İşsizlik, hem de genç işsizlik tavan yaptı. Aile desteği olmasa milletin dayanacak gücü kalmayacak. Reis’e bakılırsa yoksullukla sınanan müminler sabredecek. Yani, “Çoluk, çocuk açız” diye söylenenler itikatlarını gözden geçirmeli. Nedense hep işçiler, işsizler, emekli olamayanlar sınanıyor yoksulluk ve yoklukla. Hani Hintli olsak, “Sabredin len, dünyaya yeniden geldiğinizde bir tık yukarda geleceksiniz. Et yemeyin, inek kutsal” deyip milleti öküz yerine koyacaklar ama bu akide bizde yok.

Bu arada Kovid-19 için telefon mesajlarıyla toplanan paranın 4 katı bir çırpıda yandaş müteahhitlerden birine gitmiş. Üstüne de vergi muafiyeti getirilip 9 katrilyon küsur trilyon kemiksiz haşlama olarak sunulmuş. Şuraya bakın, 180 bin kişinin asgari ücreti 4 yüz, 5 yüz trilyon adamlar için küsur hanesinde sayılıyor. Ekranda yandaş yorumcu çırpınıyor. “Domates pazarda 2 lira” diye.
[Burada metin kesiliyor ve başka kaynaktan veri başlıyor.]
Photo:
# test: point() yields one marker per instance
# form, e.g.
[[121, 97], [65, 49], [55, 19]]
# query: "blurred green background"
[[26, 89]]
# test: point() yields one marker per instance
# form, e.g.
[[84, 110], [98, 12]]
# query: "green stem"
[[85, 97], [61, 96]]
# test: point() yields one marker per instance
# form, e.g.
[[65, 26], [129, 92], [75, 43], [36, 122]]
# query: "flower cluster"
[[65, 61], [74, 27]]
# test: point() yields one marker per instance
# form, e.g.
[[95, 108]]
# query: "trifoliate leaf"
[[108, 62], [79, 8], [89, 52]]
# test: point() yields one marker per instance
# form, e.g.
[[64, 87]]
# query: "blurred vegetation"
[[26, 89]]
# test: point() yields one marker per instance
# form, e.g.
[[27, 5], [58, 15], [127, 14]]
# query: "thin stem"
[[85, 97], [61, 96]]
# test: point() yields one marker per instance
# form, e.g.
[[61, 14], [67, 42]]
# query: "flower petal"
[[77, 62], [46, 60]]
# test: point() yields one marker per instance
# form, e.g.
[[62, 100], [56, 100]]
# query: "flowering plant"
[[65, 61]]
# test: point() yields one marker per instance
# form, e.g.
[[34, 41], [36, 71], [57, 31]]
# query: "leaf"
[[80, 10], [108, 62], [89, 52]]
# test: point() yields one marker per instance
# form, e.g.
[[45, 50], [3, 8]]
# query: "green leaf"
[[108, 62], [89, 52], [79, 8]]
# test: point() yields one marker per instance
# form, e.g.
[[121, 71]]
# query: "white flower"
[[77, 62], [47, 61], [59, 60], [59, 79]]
Bunu gidip pazarın orta yerinde bağırarak söylese vatandaş yüzüne tükürecek.

Bu sırada sıradan olmayan vatandaşın biri “Işıklar yanıyor” diye mesaj atınca diğer sıradan olmayan vatandaşlar sıraya giriyor, “Biz de hiç sönmedi.”, “Bizim de yanıyor.”

Bir dünya savaşı, 3 buçuk darbe görmüş anam, bir yandan emekli maaşına 1 yılda yapılan yüzde 11 artış ile elektriğe yapılan yüzde 32 zammı ödeyemeyecek korkusuyla, evde peşimizden dolaşıp açık bıraktığımız ampulleri söndürüyor, bir yandan da “Oğlum git bak. Domates nerede 2 lira ise 3 kilo alıver” diye beni sıkıştırıyor.    
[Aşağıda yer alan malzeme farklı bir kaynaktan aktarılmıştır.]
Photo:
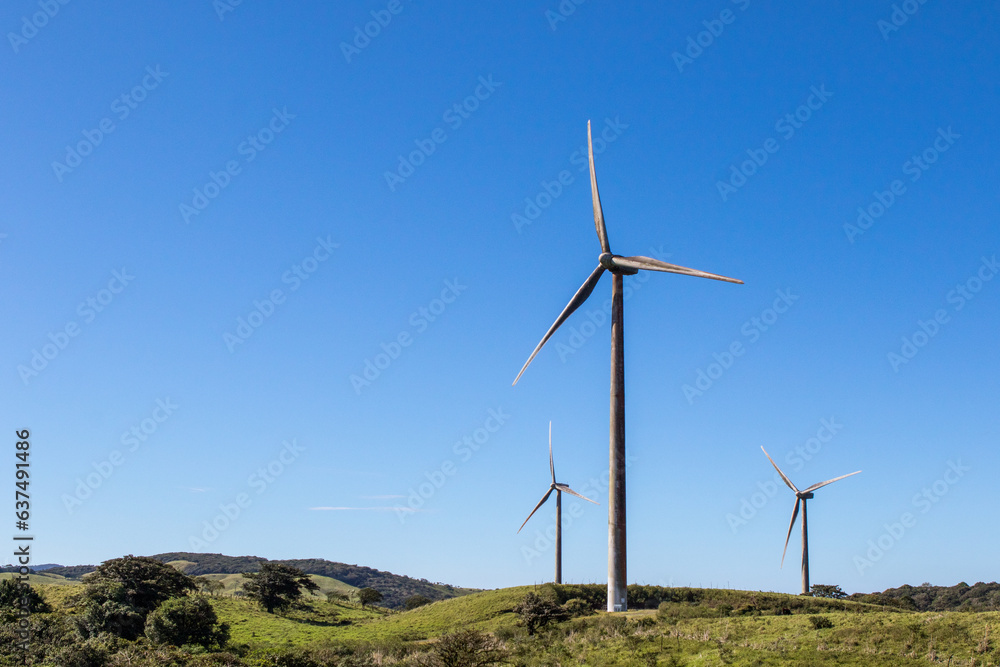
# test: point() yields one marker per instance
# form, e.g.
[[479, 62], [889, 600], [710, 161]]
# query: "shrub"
[[536, 612], [820, 622], [468, 648], [181, 621]]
Ama konu derin. “Bırakın domatesi, doları, 9 katrilyonu, komisyonları, savaş tamtamlarını, ışıklar yanıyor, ışıklar” diye tepinenler “Allah verdikçe veriyor” diye zevkten havalara fırlıyor.  

Işıkların yanması iyidir ama hava karardığında bir ülkede hem de bizim ödediğimiz vergilerle Genelkurmayın, mahkemelerin, polisin, karakolların, İçişleri Bakanlığının ışıkları değil, okulların, üniversitelerin, kütüphanelerin, evlerin ışıkları yanıyorsa iyidir.

Ama ben yine de karanlık havalarda mahkemelerden çok, İçişleri Bakanlığının ışıkları yanıyorsa endişelenirim.